Boost provides boost: basic_regex to support regular expressions. The boost: basic_regex design is very similar to std: basic_string:

namespace boost{template <class charT, class traits = regex_traits<charT>, class Allocator = std::allocator<charT> > class basic_regex;typedef basic_regex<char> regex;typedef basic_regex<wchar_t> wregex;}

The documents attached to the Boost Regex library are very rich, and the examples are even more exciting. For example, if there are two example programs and few codes, the program can directly highlight the syntax of the C ++ file, generate the corresponding HTML (converts a C ++ file to syntax highlighted HTML ). The following example splits a string into a string of tags (split a string into tokens ).

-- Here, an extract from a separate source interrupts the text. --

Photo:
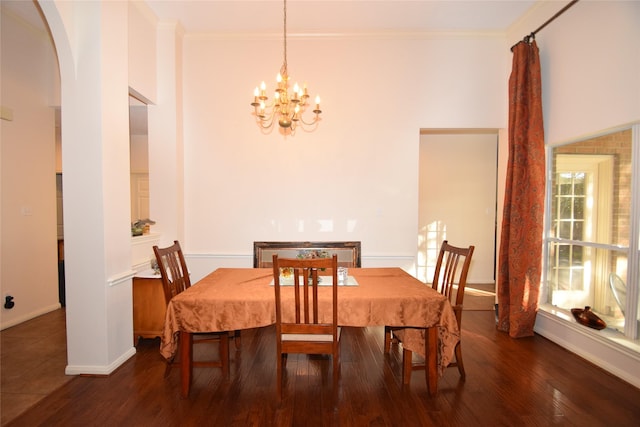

#include <list>#include <boost/regex.hpp>unsigned tokenise(std::list<std::string>& l, std::string& s){   return boost::regex_split(std::back_inserter(l), s);}#include <iostream>using namespace std;#if defined(BOOST_MSVC) || (defined(__BORLANDC__) && (__BORLANDC__ == 0x550))// problem with std::getline under MSVC6sp3istream& getline(istream& is, std::string& s){   s.erase();   char c = is.get();   while(c != ''''\n'''')   {      s.append(1, c);      c = is.get();   }   return is;}#endifint main(int argc){   string s;   list<string> l;   do{      if(argc == 1)      {         cout << "Enter text to split (or \"quit\" to exit): ";         getline(cin, s);         if(s == "quit") break;      }      else         s = "This is a string of tokens";      unsigned result = tokenise(l, s);      cout << result << " tokens found" << endl;      cout << "The remaining text is: \"" << s << "\"" << endl;      while(l.size())      {         s = *(l.begin());         l.pop_front();         cout << s << endl;      }   }while(argc == 1);   return 0;}

Http://topic.csdn.net/t/20040818/10/3285376.html
ASP. NET fully supports regular expression processing. Regular Expressions provide an advanced but not intuitive method for string matching and processing. If you have used regular expressions
As you all know, regular expressions are very powerful, but they are not so easy to learn.

For example:

Mailto: % 5E. + @. + \... + $

This effective but incomprehensible code is enough to make some programmers have a headache (I am) or let them give up using regular expressions. I believe that after reading this tutorial, you can
To understand the meaning of this Code.

Basic mode matching

Everything starts from the most basic. Pattern is the most basic element of a regular expression. They are a set of characters that describe character strings. The mode can be very simple, with common characters
It can also be very complex. special characters are often used to indicate characters in a range, repeated occurrences, or context. For example:

^ Once

This mode contains a special character ^, indicating that this mode only matches strings starting with once. For example, this mode matches the string "once upon a time,
It does not match "There once was a man from NewYork. Like a ^ symbol, $ is used to match strings ending in a given pattern.

Bucket $

This mode matches "Who kept all of this cash in a bucket" and does not match "buckets. Exact match (string and Mode 1)
Sample ). For example:

^ Bucket $

Only matches the string "bucket ". If a mode does not include ^ and $, it matches any string containing this mode. Example: Mode

Once

And string

There once was a man from NewYork
Who kept all of his cash in a bucket.

Is matched.

In this mode, letters (o-n-c-e) are literal characters, that is, they indicate the letter itself, and numbers are the same. Other slightly complex characters, such as punctuation
Escape sequences are used for symbols and white characters (such as spaces and tabs. All escape sequences start with a backslash. The escape sequence of the tab is \ t. So if I
You can use this mode to check whether a string starts with a Tab character:

^ \ T

Similarly, \ n is used to represent a new line, and \ r is used to represent a carriage return. Other special symbols can be used with a backslash in front. For example, the backslash itself is represented by \, and the period is represented \..
This type of push.

Character Cluster

In INTERNET programs, regular expressions are usually used to verify user input. After you submit a FORM, you must determine the entered phone number, address,
If the EMAIL address or credit card number is valid, it is not enough to use common literal-based characters.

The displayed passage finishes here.